Supprimer cet article.

Exposé sommaire

 Cet amendement vise à supprimer l’article de cette proposition de loi qui vise à instaurer une participation financière des détenus (ou de leurs responsables légaux) aux frais de leur incarcération.
 
Jusqu’à 2003, une contribution obligatoire des détenus travaillant en détention existait. Une part de leur rémunération était affectée au centre pénitentiaire. Cette mesure a été supprimée, précisément parce qu’elle s’était révélée inéquitable et peu efficace, voire contre productive.
 
La présente proposition de loi, aussi démagogique que déconnectée de la réalité carcérale de notre pays, va pourtant au-delà : elle entend désormais viser les détenus qui tirent des revenus de leur travail en prison, mais aussi les ressources extérieures, voire le patrimoine immobilier ou financier des personnes détenues et de leur famille.
 
Il semble donc nécessaire de rappeler la réalité des établissements pénitentiaires en France aujourd’hui : À ce jour, 81 599 personnes sont incarcérées pour seulement 62 363 places opérationnelles. Certains établissements affichent des taux d’occupation supérieurs à 200 %. Et ces chiffres sont eux-mêmes sous-évalués, comme l’a démontré l’Observatoire international des prisons.
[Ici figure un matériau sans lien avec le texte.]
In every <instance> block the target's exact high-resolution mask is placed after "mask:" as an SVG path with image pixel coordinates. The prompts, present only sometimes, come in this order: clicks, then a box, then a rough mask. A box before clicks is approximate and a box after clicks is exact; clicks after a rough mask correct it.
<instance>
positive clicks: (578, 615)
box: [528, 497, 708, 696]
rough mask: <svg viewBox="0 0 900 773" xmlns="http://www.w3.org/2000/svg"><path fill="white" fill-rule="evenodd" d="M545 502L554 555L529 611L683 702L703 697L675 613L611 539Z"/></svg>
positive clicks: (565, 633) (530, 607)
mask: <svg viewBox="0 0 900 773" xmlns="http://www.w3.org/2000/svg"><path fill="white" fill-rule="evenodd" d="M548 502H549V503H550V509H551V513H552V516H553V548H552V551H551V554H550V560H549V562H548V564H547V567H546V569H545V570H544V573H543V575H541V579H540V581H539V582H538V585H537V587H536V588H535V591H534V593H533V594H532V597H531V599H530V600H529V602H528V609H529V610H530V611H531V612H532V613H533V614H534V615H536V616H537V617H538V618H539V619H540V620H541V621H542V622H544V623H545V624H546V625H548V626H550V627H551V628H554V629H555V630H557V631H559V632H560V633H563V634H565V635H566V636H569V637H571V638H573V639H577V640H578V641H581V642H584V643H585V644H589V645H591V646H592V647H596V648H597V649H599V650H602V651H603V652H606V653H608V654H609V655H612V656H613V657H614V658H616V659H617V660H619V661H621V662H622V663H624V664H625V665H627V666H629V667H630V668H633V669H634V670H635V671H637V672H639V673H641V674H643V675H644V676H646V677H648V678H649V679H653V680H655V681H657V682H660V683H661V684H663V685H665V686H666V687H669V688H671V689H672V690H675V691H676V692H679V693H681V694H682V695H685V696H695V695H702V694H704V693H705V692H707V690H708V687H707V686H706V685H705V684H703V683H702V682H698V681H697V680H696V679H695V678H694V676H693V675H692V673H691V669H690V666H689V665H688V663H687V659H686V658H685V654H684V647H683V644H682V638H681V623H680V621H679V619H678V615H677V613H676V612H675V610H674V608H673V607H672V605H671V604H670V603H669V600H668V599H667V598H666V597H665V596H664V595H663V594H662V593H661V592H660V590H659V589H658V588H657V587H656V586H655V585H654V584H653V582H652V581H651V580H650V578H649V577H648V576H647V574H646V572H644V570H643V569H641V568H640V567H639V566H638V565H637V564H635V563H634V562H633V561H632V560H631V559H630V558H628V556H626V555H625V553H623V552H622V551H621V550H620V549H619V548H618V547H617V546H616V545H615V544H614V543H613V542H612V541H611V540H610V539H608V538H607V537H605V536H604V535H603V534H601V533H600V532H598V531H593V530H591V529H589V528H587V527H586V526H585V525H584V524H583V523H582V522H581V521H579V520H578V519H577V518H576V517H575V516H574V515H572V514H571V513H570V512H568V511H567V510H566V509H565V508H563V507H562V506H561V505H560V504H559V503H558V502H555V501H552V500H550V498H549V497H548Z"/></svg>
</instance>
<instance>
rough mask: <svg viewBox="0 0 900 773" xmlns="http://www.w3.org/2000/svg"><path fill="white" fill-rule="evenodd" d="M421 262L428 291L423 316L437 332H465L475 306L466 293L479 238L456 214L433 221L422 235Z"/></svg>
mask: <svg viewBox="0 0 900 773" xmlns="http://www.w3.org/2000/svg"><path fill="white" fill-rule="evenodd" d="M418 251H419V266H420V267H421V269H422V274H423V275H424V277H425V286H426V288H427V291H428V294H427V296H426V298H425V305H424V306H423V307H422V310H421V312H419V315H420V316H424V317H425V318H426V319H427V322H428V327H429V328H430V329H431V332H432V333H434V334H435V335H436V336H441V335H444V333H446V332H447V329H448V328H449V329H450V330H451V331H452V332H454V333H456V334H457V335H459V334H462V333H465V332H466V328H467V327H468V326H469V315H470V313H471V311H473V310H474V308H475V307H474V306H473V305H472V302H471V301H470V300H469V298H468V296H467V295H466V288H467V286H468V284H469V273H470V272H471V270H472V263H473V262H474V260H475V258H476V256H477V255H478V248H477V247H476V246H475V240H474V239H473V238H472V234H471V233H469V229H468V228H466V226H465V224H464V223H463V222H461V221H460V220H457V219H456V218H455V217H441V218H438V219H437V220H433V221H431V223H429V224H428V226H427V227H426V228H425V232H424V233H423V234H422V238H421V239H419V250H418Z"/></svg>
Les conditions de détention en France sont indignes : cellules vétustes, présence de rats, de cafards et de punaises, matelas à même le sol, absence d’intimité, chauffage en panne l’hiver, chaleur accablante l’été, moins de 3 m² par détenu dans de nombreuses prisons.
Ces conditions ont ainsi conduit à la condamnation de la France à deux reprises, en 2020 et en 2022, par la Cour européenne des droits de l’homme. Cette réalité ne saurait être occultée par la rhétorique caricaturale du « Club Med », qui ne résiste pas à l’épreuve des faits.
 
L’instauration d’une telle contribution ne ferait ainsi qu’aggraver davantage la condition des détenus en France aujourd’hui. Par ailleurs, la grande majorité des personnes incarcérées vivent dans une extrême précarité. Le rapport sénatorial « prisons : le travail à la peine » de Paul Loridant en 2002 soulignait justement qu’il fallait environ 200 euros par mois pour vivre dignement en détention. En 2022, l’Organisation Internationale des Prisons estimait pourtant que 20 % des personnes détenues vivent avec moins de 50 euros mensuels, alors que les prix ont augmenté de 30% depuis 2002. L’OIP rappelle par ailleurs que l’administration pénitentiaire ne fournit que le minimum, que les personnes détenues doivent faire face à divers frais, et que les prix pratiqués en détention sont bien supérieurs à ceux du marché. C’est pourtant dans cette économie de survie que certains voudraient introduire une nouvelle charge.
 
Ce projet est d’autant plus injuste qu’il repose sur un postulat erroné : celui selon lequel les détenus refuseraient de travailler. La Cour des comptes le soulignait déjà en 2006 : le travail en détention est à la fois rare, mal rémunéré et inégalement réparti. En effet, seuls 30 % des détenus ont accès à l’emploi, et les rémunérations se situent entre 25 et 45 % du SMIC. Les demandes sont pourtant nombreuses, mais si l’administration pénitentiaire est dans l’incapacité d’y répondre, c’est bien en raison de la pénurie de postes et de l’explosion du nombre de personnes incarcérées.
 
Enfin, l’impact budgétaire de cette mesure - pourtant défendue par l’actuel garde des Sceaux, Gérald Darmanin, au nom du coût de fonctionnement des prisons et du coût moyen par jour et par détenu - serait quasi-nul. Selon certaines estimations, l’ensemble des rémunérations des personnes détenues travaillant en prison représente environ 84 millions d’euros par an. Une goutte d’eau comparé au budget de l’administration pénitentiaire.
 
En somme, la présente proposition vise donc à faire reposer sur les détenus le coût d’un système carcéral défaillant, au lieu de s’interroger sur les causes profondes de la surpopulation chronique, de la récidive, de l’échec de la prison dans sa mission de réinsertion. Elle s’inscrit dans une logique d’inflation pénale et carcérale, nourrie depuis des années par l’accumulation de réformes pénales toujours plus répressives, du recours massif à l’incarcération, de l’essor des procédures d’urgence comme les comparutions immédiates. Une fois de plus, cette proposition confond la peine et le châtiment.
 
Pour l’ensemble de ces raisons, nous proposons de supprimer cet article unique.